住友3Mは、米3Mの完全子会社になり、9月1日付でスリーエムジャパンに社名変更した。米3Mのインゲ・チューリンCEO(最高経営責任者)は書面で「われわれは50年以上かけて住友3Mを採算性の高い事業に成長させてきた。(完全子会社化によって)特に大きな成功を収めた住友3Mの全体を掌握できる」と述べ、戦略的な株式取得だったことを明らかにした。
住友3Mは1961年、米3Mが50%、住友電工とNECが25%ずつ出資し、合弁会社として発足した。2003年にNECが保有株を米3Mに売却して撤退。資本金は189億円であり、株式は公開していない。住友3Mの主要事業は工業用テープや接着剤、フィルムなどの製造で、住友3Mグループ9社の13年12月期連結売上高は2485億円、米3Mの世界最大の系列会社だった。
住友電工は米3Mとの半世紀にわたる提携関係を解消するが、提携で得たものは大きかった。電線製造企業だった住友電工は、米3Mとの提携が刺激となり、手掛ける製品が多様化した。
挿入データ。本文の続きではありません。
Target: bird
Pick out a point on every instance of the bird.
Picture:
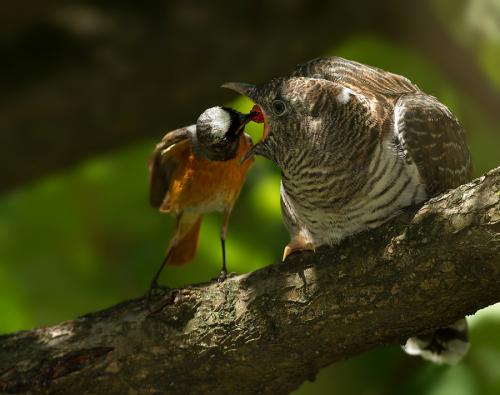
(196, 170)
(356, 144)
「今後50年間、100年間、成功を続け、環境の変化に対応していく企業を1社だけ選べといわれれば、わたしたちは3Mを選ぶだろう」。米経営学者ジェームズ・C・コリンズとジェリー・I・ポラスは共著『ビジョナリーカンパニー』(日経BP出版センター)で米3Mの経営手法をこうたたえた。同社は工業製品、事務用品大手と紹介されることが多いが、「本業はない」といわれることもある。社名は02年までミネソタ・マイニング・アンドマニュファクチャリングだったが、「マイニング」という言葉が示す通り、鉱山関連事業から出発したが、今では化学品、自動車部材、一般消費者向けの文房具、キッチン用品まで幅広く手掛けている。
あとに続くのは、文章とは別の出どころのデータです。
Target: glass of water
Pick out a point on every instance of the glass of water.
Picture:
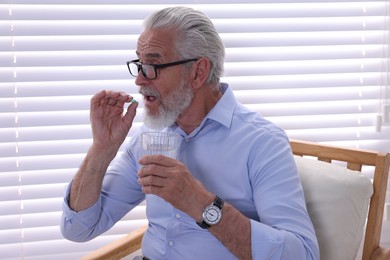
(165, 143)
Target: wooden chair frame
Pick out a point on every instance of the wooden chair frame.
(354, 158)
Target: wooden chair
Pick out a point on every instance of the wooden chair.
(355, 159)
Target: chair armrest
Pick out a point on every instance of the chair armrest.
(381, 253)
(119, 248)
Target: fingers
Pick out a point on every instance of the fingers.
(110, 98)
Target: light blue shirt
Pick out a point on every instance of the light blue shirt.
(239, 156)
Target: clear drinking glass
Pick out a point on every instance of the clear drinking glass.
(165, 143)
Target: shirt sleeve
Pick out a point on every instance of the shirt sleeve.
(284, 229)
(120, 193)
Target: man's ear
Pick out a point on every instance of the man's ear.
(201, 72)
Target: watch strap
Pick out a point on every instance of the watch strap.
(218, 202)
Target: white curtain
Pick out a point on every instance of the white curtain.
(318, 69)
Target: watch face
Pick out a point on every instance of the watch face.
(212, 215)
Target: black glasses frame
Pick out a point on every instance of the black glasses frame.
(155, 66)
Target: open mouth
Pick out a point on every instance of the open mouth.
(150, 98)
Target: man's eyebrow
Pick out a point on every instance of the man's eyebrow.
(150, 55)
一見脈絡のない雑多なビジネスの寄せ集めに見えるが、3Mの経営には一本筋が通っている。イノベーション(革新)を続けることを経営指標としている点だ。全売上高のうち発売から1年以内の新商品が10%、4年以内の商品が30%を占めなければならない。この経営指標を達成するために、常に新製品を開発する必要がある。
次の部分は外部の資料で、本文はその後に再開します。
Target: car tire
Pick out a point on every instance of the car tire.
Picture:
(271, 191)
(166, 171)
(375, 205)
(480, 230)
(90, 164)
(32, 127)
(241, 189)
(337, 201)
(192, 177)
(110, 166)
米3Mは創業から1世紀にわたって活力を維持してきた。そのカギは一種の「遊び(doodling)」を許容し、奨励している点だ。社員の個性や独自性を尊重し、研究開発の方向を無理に一つにまとめないことで、逆に数多くの新製品を生み出すことができている。
●イノベーションを支えるユニークな社内制度
米3Mはイノベーションを生み出すために、ユニークな社内制度を整えている。
・社内表彰制度
5代目社長のリチャード・カールトン氏の名前からとったカールトン賞は3Mのノーベル賞といわれ、研究成果が会社の発展に大きく貢献した者だけに与えられる。世界的に大ヒットした糊付き付箋メモ「ポスト・イット」の開発者アート・フライは1983年に受賞している。
・15パーセント・ルール
業務時間の15%を本業以外の自分の好きな研究に費やしていいというルールだ。本業以外の好きな研究に充てることを許している。
・ブートレッギング
「密造酒づくり」という意味で、上司の命令に背くことになっても、自分の信じる研究をするために、勤務時間終了後に、会社の設備を使って密かに研究を進めることを推奨している。
・スポンサーシップ制度
アイデアを持った社員がいる場合、管理職は予算・人事面で支援するスポンサー役にならなければならない。
・汝、アイデアを殺すなかれ
キリスト教の10の戒律になぞらえて、3Mの第11番目の戒律といわれている。上司は、部下が「やりたい」と申し出た場合、明らかに失敗すると証明できない限り止めてはならない。
安い材料を用いてユニークな製品をつくる。これは、3Mの歴史そのものといってよい。数々の新商品を開発してきた住友3Mは、まさに米3M流イノベーションの申し子だった。